Distributed data mining in a chain store database of short transactions
Abstract
In this paper, we broaden the horizon of traditional rule mining by introducing a new framework of causality rule mining in a distributed chain store database. Specifically, the causality rule explored in this paper consists of a sequence of triggering events and a set of consequential events, and is designed with the capability of mining non-sequential, inter-transaction information. Hence, the causality rule mining provides a very general framework for rule derivation. Note, however, that the procedure of causality rule mining is very costly particularly in the presence of a huge number of candidate sets and a distributed database, and in our opinion, cannot be dealt with by direct extensions from existing rule mining methods. Consequently, we devise in this paper a series of level matching algorithms, including Level Matching (abbreviatedly as LM), Level Matching with Selective Scan (abbreviatedly as LMS), and Distributed Level Matching (abbreviatedly as Distributed LM), to minimize the computing cost needed for the distributed data mining of causality rules.
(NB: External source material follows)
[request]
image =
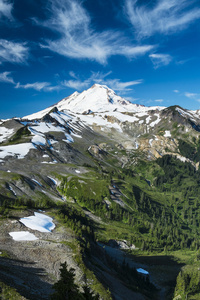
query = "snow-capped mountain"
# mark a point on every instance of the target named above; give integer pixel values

In addition, the phenomena of time window constraints are also taken into consideration for the development of our algorithms. As a result of properly employing the technologies of level matching and selective scan, the proposed algorithms present good efficiency and scalability in the ming of local and global causality rules. Scale-up experiments show that the proposed algorithms scale well with the number of sites and the number of customer transactions.